Sevimsizlikleri: Hikayenin üzerine kurulduğu adamın kıza evini açması olayı çok çakma -- hele NY gibi bir yer için, karakterler karikatürize -- güneyli çok güneyli/aptal çok aptal, olaylar çok karikatürize -- sanatçı olan birinin birdenbire hayatının her köşesinde marjinalleşmesi/tutucu bir insanevladının illa ki gizli eşcinsel olması.

Yine de görülmeli çünküüü.... keyifli bir seyirlik!

***

Tabi ki Avatar'ı da izledim. Yok abi, kıllık yapmanın alemi yok, çok güzel filmdi. Bin küsür çeşit 3D seçeneğinden Real 3D'yi tavsiye ederim.

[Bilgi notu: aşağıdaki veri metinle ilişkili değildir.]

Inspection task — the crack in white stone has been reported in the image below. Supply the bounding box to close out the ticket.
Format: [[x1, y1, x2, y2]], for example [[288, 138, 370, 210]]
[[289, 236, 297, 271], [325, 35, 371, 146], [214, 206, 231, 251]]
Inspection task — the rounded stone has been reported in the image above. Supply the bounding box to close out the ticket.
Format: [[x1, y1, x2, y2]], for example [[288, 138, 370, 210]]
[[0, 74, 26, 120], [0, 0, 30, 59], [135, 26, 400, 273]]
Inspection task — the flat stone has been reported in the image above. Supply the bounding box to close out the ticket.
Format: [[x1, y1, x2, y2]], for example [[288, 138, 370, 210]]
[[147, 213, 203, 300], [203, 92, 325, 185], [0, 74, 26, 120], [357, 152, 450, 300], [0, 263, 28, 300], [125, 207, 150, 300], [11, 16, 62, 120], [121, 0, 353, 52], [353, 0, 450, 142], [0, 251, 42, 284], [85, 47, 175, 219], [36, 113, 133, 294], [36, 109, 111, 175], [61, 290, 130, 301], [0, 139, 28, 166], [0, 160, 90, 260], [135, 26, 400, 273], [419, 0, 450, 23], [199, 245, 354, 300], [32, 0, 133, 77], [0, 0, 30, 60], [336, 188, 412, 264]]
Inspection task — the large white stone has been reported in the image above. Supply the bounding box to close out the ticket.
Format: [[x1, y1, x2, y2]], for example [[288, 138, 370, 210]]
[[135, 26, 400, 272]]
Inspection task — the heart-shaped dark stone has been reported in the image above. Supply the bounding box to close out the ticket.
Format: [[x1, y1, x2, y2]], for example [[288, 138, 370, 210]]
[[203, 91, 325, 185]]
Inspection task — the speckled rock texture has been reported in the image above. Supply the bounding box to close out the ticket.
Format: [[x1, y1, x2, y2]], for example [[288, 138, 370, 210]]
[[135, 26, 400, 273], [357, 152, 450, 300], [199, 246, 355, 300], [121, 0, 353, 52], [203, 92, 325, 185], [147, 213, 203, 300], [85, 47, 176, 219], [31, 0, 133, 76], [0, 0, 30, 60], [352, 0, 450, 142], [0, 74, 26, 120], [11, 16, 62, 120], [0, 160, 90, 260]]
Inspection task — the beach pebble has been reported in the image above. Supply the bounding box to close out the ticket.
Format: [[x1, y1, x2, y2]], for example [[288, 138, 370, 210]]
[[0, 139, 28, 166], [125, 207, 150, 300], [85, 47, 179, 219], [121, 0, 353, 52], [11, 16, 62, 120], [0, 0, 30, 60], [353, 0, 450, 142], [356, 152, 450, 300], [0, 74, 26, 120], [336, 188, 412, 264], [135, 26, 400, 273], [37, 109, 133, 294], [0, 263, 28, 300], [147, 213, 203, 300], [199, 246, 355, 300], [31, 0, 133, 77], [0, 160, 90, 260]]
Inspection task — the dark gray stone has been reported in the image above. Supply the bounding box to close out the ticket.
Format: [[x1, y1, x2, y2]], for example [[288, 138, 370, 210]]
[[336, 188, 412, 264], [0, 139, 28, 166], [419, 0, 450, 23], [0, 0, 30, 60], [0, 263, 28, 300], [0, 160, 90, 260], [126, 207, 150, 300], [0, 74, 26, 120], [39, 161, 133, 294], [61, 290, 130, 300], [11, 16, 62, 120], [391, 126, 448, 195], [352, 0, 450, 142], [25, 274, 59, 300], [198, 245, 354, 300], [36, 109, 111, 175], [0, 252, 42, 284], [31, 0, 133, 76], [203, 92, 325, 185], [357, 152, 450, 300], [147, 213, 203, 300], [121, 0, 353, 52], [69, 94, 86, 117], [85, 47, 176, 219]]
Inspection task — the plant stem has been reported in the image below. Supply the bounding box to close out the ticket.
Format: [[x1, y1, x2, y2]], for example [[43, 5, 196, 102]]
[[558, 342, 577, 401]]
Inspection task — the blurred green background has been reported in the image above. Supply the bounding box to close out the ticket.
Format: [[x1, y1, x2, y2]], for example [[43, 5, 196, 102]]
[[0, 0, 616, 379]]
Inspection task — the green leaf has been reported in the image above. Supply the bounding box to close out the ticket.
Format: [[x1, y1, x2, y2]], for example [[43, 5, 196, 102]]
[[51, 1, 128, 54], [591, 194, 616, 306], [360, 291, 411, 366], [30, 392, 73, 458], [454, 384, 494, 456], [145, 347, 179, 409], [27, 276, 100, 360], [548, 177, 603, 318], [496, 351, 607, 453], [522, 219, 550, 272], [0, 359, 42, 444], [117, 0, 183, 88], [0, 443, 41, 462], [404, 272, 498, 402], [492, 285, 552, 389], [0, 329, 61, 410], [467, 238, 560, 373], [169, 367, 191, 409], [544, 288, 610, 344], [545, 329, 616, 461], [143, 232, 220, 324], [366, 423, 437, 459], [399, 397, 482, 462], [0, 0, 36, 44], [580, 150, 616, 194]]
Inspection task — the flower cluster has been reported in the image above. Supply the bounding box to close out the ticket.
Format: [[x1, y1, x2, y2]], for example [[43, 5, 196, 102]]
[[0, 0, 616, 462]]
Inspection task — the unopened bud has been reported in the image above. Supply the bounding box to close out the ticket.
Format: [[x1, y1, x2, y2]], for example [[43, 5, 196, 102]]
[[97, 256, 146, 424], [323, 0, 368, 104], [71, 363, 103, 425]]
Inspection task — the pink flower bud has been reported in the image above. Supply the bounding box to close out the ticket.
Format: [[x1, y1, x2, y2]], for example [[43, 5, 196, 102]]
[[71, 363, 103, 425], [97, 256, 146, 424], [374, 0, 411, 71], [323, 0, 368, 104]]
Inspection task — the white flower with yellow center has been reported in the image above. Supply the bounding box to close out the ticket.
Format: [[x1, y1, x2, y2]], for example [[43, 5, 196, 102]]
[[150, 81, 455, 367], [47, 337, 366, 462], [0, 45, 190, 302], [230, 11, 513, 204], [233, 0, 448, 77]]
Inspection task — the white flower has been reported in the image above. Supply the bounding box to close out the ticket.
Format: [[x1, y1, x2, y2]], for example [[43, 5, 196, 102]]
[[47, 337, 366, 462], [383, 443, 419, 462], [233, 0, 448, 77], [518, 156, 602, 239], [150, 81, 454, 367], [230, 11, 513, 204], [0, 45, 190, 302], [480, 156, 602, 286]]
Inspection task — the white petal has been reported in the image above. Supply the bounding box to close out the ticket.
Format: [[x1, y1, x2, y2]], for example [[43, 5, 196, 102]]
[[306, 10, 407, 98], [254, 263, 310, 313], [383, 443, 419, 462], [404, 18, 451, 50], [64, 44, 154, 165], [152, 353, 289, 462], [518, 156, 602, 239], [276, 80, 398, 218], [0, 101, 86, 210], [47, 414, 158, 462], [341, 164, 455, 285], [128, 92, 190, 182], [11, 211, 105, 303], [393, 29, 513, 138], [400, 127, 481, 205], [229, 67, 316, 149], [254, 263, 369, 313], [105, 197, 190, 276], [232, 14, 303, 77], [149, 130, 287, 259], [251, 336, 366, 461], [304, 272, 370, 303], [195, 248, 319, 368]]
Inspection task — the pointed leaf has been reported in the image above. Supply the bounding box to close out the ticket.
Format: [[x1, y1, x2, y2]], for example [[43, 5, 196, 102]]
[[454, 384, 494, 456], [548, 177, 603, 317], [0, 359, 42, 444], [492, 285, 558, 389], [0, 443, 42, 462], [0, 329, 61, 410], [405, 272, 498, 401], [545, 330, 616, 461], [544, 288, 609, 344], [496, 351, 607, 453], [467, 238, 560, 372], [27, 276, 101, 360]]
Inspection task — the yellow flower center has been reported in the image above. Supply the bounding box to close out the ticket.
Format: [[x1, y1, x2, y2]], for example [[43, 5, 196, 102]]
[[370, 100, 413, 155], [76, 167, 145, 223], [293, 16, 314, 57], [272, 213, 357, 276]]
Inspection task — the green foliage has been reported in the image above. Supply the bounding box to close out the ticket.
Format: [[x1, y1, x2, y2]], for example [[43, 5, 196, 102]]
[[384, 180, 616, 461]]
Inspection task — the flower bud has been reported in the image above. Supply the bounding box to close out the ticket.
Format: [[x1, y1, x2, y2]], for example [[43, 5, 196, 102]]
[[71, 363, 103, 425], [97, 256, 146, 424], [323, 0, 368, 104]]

İlginç olan James Cameron bey nasıl yapıyor da her seferinde annemi gişlerde bilet avına çıkarmayı başarıyor. Annem ne kadar sinema salonlarına benden fazla uğruyor olsa da (DVD izliyorum ya ben -- yasal tabi), sinefil denilecek bir kadın değil. Fakat çok iyi hatılıyorum, Titanik için yer bulunamadığı o günlerde gösterimde olduğu son gün ne yapıp edip bilet bulmuştu hepimize. Biz de kendimizi parçalayarak ağlamış, çıkışta utana sıkıla burnumuzu silerek evlerimize dağılmıştık. Şimdi perdeye yakın da olsa, çok kenarda da olsa bir pazar günü kendine bilet bulmuş ve Avatar'ı izlemiş.

Bu kadın evde Yüzük Kardeşliği'ni izlerken, saniyede 74 orkun öldüğü bir atmosferde karanlığın içinden "portakal yiyen var mı?" sorusunu soran bir insandır.